KUWL
- Fairbanks, Alaska; United States;
- Frequency: 91.5 MHz

Programming
- Format: Contemporary Christian music

Ownership
- Owner: Fairbanks Educational Broadcasting Foundation

History
- First air date: October 10, 1985; 40 years ago
- Last air date: January 15, 1993; 33 years ago

Technical information
- Facility ID: 20445
- ERP: 3,000 watts
- HAAT: 48 feet (15 m)
- Transmitter coordinates: 64°52′05″N 147°39′48″W﻿ / ﻿64.86806°N 147.66333°W

= KUWL (Alaska) =

Radio station in Fairbanks, Alaska (1985–1993)

KUWL (91.5 FM) was a Christian radio station in Fairbanks, Alaska, United States. It broadcast from 1985 to 1993, closing due to insufficient financial support from its listeners.

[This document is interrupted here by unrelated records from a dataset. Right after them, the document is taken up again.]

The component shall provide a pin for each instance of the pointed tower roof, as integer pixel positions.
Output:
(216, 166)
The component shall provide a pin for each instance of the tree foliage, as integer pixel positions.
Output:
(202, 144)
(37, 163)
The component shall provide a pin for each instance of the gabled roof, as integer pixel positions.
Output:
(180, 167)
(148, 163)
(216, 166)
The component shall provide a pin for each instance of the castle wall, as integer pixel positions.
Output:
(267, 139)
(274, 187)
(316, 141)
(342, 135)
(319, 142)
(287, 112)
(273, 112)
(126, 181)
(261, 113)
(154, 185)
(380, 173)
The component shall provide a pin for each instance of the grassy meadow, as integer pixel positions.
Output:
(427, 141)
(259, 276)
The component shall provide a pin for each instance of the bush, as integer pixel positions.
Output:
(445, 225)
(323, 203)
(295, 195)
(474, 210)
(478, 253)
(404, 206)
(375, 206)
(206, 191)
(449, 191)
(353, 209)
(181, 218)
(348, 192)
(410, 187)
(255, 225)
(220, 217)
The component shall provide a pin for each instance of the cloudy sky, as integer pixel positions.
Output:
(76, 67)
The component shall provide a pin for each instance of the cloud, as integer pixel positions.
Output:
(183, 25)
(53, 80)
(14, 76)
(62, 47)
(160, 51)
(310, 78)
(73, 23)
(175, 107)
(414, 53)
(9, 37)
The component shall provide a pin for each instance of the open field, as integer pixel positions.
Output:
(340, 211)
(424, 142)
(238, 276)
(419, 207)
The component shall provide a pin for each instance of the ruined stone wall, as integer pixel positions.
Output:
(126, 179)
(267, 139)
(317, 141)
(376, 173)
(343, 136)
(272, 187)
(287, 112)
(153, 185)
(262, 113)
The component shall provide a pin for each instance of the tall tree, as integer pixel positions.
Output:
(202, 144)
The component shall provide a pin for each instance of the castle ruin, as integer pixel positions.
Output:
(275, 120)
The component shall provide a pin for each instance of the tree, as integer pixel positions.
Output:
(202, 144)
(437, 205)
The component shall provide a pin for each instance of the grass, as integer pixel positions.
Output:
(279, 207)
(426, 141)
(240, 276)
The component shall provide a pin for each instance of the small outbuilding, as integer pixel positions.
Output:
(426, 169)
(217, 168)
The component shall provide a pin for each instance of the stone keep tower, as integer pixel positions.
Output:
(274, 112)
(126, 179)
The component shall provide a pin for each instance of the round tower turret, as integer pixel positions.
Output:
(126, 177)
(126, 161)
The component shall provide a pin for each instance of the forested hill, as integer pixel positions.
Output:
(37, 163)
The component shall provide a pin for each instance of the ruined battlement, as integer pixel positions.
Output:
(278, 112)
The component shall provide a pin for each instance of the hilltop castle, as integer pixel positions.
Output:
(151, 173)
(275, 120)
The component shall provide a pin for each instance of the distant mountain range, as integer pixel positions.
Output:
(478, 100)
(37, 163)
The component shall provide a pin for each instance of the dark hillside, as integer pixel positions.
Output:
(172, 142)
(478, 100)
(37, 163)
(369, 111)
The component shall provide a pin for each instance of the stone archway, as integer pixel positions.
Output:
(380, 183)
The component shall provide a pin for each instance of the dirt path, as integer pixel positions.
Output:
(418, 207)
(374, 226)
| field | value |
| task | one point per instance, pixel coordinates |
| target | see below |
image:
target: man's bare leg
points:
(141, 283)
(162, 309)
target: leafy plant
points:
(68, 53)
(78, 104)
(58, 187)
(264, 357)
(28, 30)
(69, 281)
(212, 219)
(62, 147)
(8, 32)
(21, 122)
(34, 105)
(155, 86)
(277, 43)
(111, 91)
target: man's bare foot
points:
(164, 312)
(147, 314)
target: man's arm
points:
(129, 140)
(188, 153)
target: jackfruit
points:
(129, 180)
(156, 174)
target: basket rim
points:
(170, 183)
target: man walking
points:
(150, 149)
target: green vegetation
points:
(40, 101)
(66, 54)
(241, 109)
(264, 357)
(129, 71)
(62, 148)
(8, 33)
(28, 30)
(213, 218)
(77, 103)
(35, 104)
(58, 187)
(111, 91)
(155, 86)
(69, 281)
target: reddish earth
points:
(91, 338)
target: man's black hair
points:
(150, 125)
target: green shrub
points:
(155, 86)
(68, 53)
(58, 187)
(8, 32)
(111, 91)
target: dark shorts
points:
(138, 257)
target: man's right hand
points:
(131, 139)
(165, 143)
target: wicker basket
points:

After being silent, the KUWL license was then sold to Borealis Broadcasting, which in turn traded it to the University of Alaska Fairbanks to relocate KSUA in exchange for the rights to the 103.9 frequency, which used the KUWL call letters from 1996 to 2006.

==History==
KUWL began broadcasting October 10, 1985. It was owned by the Fairbanks Educational Broadcasting Foundation, and its studios were located at the Lighthouse Christian Center on Kniffen Drive; Fairbanks Educational was independent of Lighthouse but shared directors. It was the first station to operate below 100 MHz in Fairbanks; in Alaska, the lower 12 MHz of the FM band, including what in the rest of the United States was the entire noncommercial educational reserved band, was not available for sound broadcasting until 1982, as it had been allocated to other fixed services before the Alaska Public Broadcasting Commission reached a deal to give broadcasting primary status over rural communications uses in that spectrum. KUWL offered listeners contemporary Christian and easy listening music, as well as CNN Radio news.

Despite its small size, KUWL showed itself to be on the bleeding edge of radio technology; the station billed itself as just one of five in the United States who had switched to playing out all music from Digital Audio Tape by 1989. The move was made because DAT hardware interfaced with accessible equipment used by blind announcer Mike Nafpliotis, whereas previous tape decks required sight to operate.

Throughout its history, KUWL failed to generate sufficient revenues and listener support. As a result, Lighthouse Christian Center paid expenses for seven years, far longer than the two years originally envisioned when the station began broadcasting in 1985. The station went off the air January 15, 1993, and issued one final plea for $70,000 to return to the air.

By 1995, Borealis Broadcasting, owners of KFAR and KWLF, had obtained an option to buy the KUWL license. However, because KUWL broadcast in the reserved band, it could not be used to operate a commercial radio station. However, one group had a license that could: KSUA at the University of Alaska Fairbanks, which had operated on a commercial basis from 1984 to a financial collapse in 1993. In August 1995, Borealis and the university struck a license trade. Borealis got the commercial KSUA license; in exchange, the university received the KUWL license at 91.5, a new antenna and transmitter system valued at $26,000, and $10,000 in additional payments—all extremely valuable in the face of budget cuts. The call signs on 103.9 and 91.5 FM switched on April 26, 1996; the KUWL license is the current home of KSUA, while the 103.9 frequency became a commercial country music station, known as "Cool".